A côté de son métier industriel, Avril c’est aussi un métier de financement des entreprises des secteurs agricoles et agroalimentaires avec Sofiprotéol qui agit comme une véritable banque de développement. Aujourd’hui nous accompagnons plus de 80 entreprises, dans le secteur végétal comme dans le secteur animal. 

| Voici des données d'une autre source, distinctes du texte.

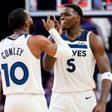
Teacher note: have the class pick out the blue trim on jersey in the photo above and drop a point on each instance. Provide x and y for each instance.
(78, 46)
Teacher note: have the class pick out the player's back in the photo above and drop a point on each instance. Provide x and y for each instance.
(75, 73)
(20, 69)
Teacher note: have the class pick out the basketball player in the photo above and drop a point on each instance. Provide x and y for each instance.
(20, 63)
(73, 77)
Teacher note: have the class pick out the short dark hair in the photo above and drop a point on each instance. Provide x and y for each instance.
(16, 18)
(76, 8)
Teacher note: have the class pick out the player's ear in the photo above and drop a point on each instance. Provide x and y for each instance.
(27, 23)
(78, 18)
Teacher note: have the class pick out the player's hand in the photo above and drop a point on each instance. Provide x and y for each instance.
(100, 107)
(48, 24)
(58, 26)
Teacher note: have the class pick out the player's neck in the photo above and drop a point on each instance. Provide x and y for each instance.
(74, 33)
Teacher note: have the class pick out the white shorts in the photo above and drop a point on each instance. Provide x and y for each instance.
(25, 103)
(73, 102)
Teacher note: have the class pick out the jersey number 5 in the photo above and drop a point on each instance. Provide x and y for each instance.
(10, 74)
(71, 65)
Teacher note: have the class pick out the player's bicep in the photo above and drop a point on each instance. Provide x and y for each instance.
(49, 48)
(100, 55)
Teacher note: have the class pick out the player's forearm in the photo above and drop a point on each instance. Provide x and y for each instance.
(48, 62)
(62, 47)
(106, 86)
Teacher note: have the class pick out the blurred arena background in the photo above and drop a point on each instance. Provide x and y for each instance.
(97, 17)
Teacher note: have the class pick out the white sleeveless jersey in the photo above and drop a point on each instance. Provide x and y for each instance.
(20, 70)
(75, 74)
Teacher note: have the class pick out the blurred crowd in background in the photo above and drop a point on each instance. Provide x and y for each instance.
(99, 25)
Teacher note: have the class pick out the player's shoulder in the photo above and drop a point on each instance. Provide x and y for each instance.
(40, 39)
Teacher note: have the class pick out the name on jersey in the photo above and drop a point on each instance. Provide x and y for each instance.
(79, 53)
(11, 51)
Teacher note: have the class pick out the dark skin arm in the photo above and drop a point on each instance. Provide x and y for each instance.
(102, 62)
(48, 61)
(39, 44)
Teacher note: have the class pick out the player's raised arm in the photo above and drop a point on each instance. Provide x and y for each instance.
(104, 67)
(62, 47)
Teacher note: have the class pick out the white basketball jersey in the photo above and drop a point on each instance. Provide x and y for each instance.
(75, 74)
(20, 70)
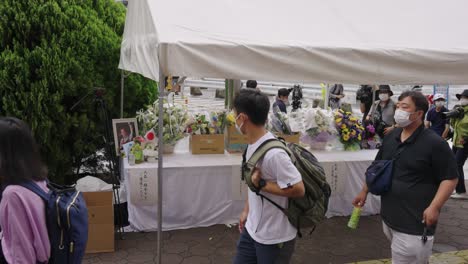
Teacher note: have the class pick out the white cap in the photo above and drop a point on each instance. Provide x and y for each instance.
(438, 96)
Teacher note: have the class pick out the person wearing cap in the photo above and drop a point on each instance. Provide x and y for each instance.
(435, 119)
(281, 100)
(383, 111)
(460, 144)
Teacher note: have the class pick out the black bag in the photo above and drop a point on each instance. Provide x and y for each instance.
(379, 175)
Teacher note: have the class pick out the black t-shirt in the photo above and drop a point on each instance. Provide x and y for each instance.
(281, 105)
(437, 120)
(424, 163)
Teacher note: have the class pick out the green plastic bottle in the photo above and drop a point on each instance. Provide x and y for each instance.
(354, 219)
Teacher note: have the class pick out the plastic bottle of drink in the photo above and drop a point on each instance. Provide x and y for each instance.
(354, 219)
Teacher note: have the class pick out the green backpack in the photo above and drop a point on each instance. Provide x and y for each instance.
(305, 212)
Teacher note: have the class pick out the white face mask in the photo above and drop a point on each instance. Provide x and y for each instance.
(383, 97)
(402, 118)
(238, 127)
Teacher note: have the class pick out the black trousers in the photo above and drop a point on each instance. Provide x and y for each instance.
(461, 155)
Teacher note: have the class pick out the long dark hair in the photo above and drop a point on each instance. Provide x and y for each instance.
(20, 159)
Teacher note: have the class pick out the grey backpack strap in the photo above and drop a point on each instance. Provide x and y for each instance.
(248, 167)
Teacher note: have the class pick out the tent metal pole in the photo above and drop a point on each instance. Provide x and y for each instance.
(122, 84)
(327, 95)
(160, 162)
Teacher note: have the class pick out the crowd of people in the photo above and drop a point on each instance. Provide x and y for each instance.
(426, 173)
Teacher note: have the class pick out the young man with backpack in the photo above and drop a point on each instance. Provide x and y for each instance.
(267, 236)
(422, 177)
(39, 222)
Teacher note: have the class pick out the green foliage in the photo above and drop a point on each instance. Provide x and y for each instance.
(52, 53)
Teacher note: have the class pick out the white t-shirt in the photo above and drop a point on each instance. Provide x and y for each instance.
(266, 224)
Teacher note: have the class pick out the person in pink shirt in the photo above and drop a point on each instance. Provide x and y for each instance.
(24, 236)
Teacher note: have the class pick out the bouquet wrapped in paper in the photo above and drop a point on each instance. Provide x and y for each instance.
(370, 140)
(319, 129)
(207, 123)
(174, 118)
(279, 123)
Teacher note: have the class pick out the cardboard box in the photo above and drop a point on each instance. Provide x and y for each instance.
(235, 142)
(101, 222)
(207, 144)
(294, 138)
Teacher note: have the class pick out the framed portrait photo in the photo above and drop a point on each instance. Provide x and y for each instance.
(125, 130)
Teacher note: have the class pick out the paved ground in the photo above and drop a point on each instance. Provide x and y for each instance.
(332, 242)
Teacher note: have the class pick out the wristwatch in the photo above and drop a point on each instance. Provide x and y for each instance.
(261, 184)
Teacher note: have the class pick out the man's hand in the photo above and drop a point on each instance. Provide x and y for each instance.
(243, 220)
(360, 199)
(388, 130)
(256, 176)
(430, 216)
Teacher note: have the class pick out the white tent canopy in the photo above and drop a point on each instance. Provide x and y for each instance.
(395, 42)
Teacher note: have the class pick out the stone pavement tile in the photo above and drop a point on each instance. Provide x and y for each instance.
(441, 248)
(171, 258)
(125, 244)
(115, 256)
(455, 230)
(446, 258)
(196, 260)
(146, 245)
(135, 235)
(460, 240)
(91, 259)
(383, 261)
(175, 247)
(202, 250)
(137, 257)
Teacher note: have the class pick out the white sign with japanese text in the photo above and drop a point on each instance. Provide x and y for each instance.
(143, 186)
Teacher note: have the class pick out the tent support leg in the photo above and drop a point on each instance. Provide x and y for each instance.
(122, 84)
(160, 163)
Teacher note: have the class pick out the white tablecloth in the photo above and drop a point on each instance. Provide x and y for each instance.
(203, 190)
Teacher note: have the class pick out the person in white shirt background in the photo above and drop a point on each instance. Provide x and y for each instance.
(267, 236)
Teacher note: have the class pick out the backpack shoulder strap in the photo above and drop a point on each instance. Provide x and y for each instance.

Par le financement de l’amont à l’aval de ces filières, nous veillons à en consolider les différents maillons et favorisons l’émergence d’acteurs français performants et compétitifs.

Nous avons aussi une action de financement de l’innovation en lien avec les organisations interprofessionnelles et les acteurs économiques. Par exemple nous sommes en train de structurer avec les principaux semenciers, des organismes stockeurs et le soutien des pouvoirs publics, un programme de sélection ambitieux pour la filière pois protéagineux français. Notre objectif est d’accélérer la sélection variétale pour répondre plus vite aux enjeux environnementaux et nutritionnels.

 

Quelles sont les conditions pour rester compétitif aujourd’hui ?

La première condition de la compétitivité, c’est la compréhension de ses marchés, de leur dynamique et la réponse aux attentes des clients et des consommateurs. C’est ensuite, bien évidemment, la performance économique et l’excellence opérationnelle. Puis, l’innovation est un levier majeur, qui sera d’autant efficace qu’elle sera collective. Enfin la performance environnementale qui va de pair avec la performance économique, est déterminante pour la soutenabilité du développement.

Notre organisation en filière permet d’activer efficacement ces quatre leviers. Elle favorise également la réponse et l’adaptation des acteurs aux enjeux tarifaires et réglementaires qui sont particulièrement d’actualité.